Rumors had earlier swirled on Twitter that the blockchain has been exploited, as on-chain sleuths detected an unusual transaction of $718 million on the BNB Chain. The attacker was initially speculated to be a “gigawhale,” possibly even Binance itself, but it became obvious that some illegal activity was taking place after Tether blacklisted the suspect address.
The hacker’s wallet was funded through the BNB bridge for one million BNB (around $290 million at the time of the attack). The funds were then sent to the lending protocol Venus, where the attacker borrowed $150 million in USDC/USDT/BUSD stablecoins against BNB collateral and started siphoning funds to other chains, namely Ethereum, Polygon, Avalanche, and Fantom. Shortly after, the hacker drained another one million BNB and moved it through Stargate Protocol, another cross-chain bridge.

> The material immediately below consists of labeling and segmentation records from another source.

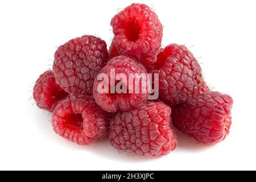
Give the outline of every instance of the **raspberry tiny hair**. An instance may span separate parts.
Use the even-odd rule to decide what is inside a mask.
[[[229,134],[232,105],[229,95],[215,91],[201,93],[175,108],[173,123],[200,142],[216,144]]]
[[[52,111],[57,103],[68,97],[68,93],[55,81],[53,72],[47,71],[36,80],[33,88],[33,98],[42,109]]]
[[[144,4],[133,3],[111,20],[113,47],[120,55],[149,66],[155,62],[163,36],[163,26],[156,14]]]
[[[177,144],[171,113],[162,102],[147,102],[132,111],[118,111],[110,122],[111,144],[138,155],[168,154]]]
[[[93,80],[109,59],[106,42],[92,35],[72,39],[55,54],[56,82],[73,96],[91,94]]]
[[[125,85],[124,86],[126,87],[126,93],[118,93],[116,90],[114,90],[114,93],[111,93],[110,89],[109,89],[107,92],[100,92],[102,87],[105,89],[105,86],[101,85],[102,81],[98,79],[99,76],[102,74],[106,75],[108,81],[106,86],[108,88],[114,86],[115,89],[118,83],[124,82],[123,80],[114,80],[112,84],[111,82],[112,71],[114,72],[114,78],[112,78],[114,79],[118,75],[123,74],[128,80],[130,74],[133,75],[131,82],[130,82],[130,80],[125,80],[126,84],[124,84]],[[106,65],[99,72],[98,76],[94,80],[93,96],[95,101],[102,109],[109,113],[115,113],[118,110],[132,110],[139,107],[146,101],[148,96],[148,92],[144,93],[142,92],[143,86],[147,84],[139,78],[143,74],[147,76],[145,68],[139,63],[137,63],[134,60],[123,56],[114,57],[108,62]],[[135,80],[139,80],[139,92],[135,92]],[[106,80],[104,81],[106,81]],[[147,81],[147,78],[146,81]],[[133,90],[128,90],[130,85],[133,86]],[[132,91],[131,93],[130,91]]]
[[[159,74],[160,100],[172,107],[208,89],[199,63],[184,46],[167,46],[148,71]]]
[[[105,136],[109,116],[90,98],[79,96],[60,102],[52,113],[55,132],[80,145],[89,144]]]

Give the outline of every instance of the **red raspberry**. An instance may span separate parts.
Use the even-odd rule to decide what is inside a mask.
[[[210,91],[210,88],[205,82],[203,82],[202,88],[201,89],[201,92],[207,92],[208,91]]]
[[[47,71],[38,78],[33,89],[33,98],[38,107],[52,111],[68,93],[55,82],[53,72]]]
[[[147,5],[133,3],[112,18],[113,44],[119,55],[135,59],[145,65],[156,61],[163,36],[156,14]]]
[[[110,47],[109,47],[109,53],[111,58],[114,58],[120,56],[113,42],[111,43]]]
[[[114,70],[115,77],[118,74],[123,73],[126,76],[127,80],[129,79],[129,74],[147,74],[144,67],[142,64],[136,63],[133,59],[123,56],[115,57],[108,62],[107,65],[99,72],[99,74],[106,74],[108,77],[109,92],[101,93],[98,90],[98,87],[99,84],[102,81],[98,80],[97,78],[94,80],[93,96],[96,102],[102,109],[110,113],[115,113],[118,110],[122,111],[132,110],[139,107],[146,102],[148,96],[148,92],[146,92],[146,93],[142,92],[142,88],[143,88],[142,86],[144,85],[144,84],[146,84],[146,83],[141,81],[140,79],[139,93],[136,93],[134,82],[137,79],[139,79],[139,75],[134,75],[132,80],[133,82],[129,82],[129,81],[127,80],[126,85],[129,88],[130,85],[133,85],[133,90],[127,90],[127,93],[118,93],[116,92],[115,93],[110,93],[109,88],[111,86],[111,69]],[[114,86],[115,86],[116,84],[119,82],[121,81],[115,80],[115,85]]]
[[[199,64],[183,46],[166,47],[148,71],[159,74],[160,99],[172,106],[197,95],[204,84]]]
[[[56,82],[74,96],[91,94],[95,76],[109,59],[105,41],[84,35],[59,47],[53,66]]]
[[[177,144],[171,111],[162,102],[147,103],[133,111],[119,111],[110,122],[111,144],[139,155],[169,153]]]
[[[202,93],[178,106],[172,117],[175,127],[200,142],[223,140],[231,125],[232,98],[218,92]]]
[[[52,127],[60,136],[81,145],[87,145],[108,134],[106,113],[90,96],[63,100],[52,113]]]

According to blockchain security researchers, the hacker took advantage of a security bug to forge "security proofs" that allowed them to mint two million BNB out of thin air. These proofs are used to verify moving funds from the older Binance Chain (now renamed as Binance Beacon Chain) to the newer Binance Smart Chain through the bridge.

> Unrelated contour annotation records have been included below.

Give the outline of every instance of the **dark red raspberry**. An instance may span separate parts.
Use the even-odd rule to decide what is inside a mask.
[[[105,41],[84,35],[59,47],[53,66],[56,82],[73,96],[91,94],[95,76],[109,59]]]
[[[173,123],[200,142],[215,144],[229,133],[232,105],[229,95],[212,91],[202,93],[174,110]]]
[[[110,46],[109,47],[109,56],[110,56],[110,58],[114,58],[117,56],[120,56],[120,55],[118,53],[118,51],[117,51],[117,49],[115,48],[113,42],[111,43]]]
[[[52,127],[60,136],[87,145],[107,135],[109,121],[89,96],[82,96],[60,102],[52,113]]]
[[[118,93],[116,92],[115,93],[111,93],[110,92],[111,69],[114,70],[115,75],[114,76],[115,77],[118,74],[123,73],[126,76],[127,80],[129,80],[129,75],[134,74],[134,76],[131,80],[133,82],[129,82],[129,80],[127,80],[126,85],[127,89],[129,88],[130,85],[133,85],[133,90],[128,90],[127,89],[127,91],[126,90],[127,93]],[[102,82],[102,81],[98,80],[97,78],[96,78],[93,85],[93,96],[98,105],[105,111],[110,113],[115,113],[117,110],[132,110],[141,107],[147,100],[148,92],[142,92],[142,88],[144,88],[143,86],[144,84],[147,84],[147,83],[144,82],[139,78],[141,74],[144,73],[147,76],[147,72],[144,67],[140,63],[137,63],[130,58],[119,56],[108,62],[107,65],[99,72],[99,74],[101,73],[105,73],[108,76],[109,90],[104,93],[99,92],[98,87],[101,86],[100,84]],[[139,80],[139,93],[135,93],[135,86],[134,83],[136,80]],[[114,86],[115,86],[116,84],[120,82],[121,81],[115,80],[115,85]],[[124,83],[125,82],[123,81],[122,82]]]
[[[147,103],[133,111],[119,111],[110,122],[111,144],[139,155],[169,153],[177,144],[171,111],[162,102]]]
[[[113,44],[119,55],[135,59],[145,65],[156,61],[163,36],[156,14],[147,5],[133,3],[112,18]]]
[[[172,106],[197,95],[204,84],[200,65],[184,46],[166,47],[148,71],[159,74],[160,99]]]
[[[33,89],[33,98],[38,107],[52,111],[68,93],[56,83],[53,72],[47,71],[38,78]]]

In response to the exploit, the BNB Chain team requested community validators to halt the network, contacting them one by one. As per the blog update, it wasn’t an easy rescue since the blockchain has in total 44 validators in different time zones, of which 26 were active at the time of the attack. “This delayed closure, but we were able to minimize the loss,” the team acknowledged, saying that they owe a “debt of gratitude” to the community’s swift response.
Thanks to the coordinated effort, roughly over $400 million worth of BNB tokens were frozen in the hacker’s address on BNB Chain. Additionally, an unspecified portion of funds got stuck in cross-chain bridges on the BNB blockchain side. It is estimated that the attacker was able to get away with $100 million to $110 million from an initial exploit of nearly $600 million.
Some security researchers labeled hacker’s skills as “poor,” pointing out that the perpetrator only managed to walk away with less than 20 percent of the initial sum.
Luckily, user funds remained unaffected, as the attacker opted to create new BNB tokens instead of stealing already minted ones. The BNB Chain team promised to share the details of the postmortem and further expand the number of community validators.
According to the official announcement, BNB Chain will conduct the on-chain voting to determine the fate of the frozen funds “in the next few days.” Furthermore, the community also gets to vote on the proposal to establish a whitehat program that pays up to $1 million for every bug found and a plan to allocate 10% of the recovered funds as a bounty for catching the hacker.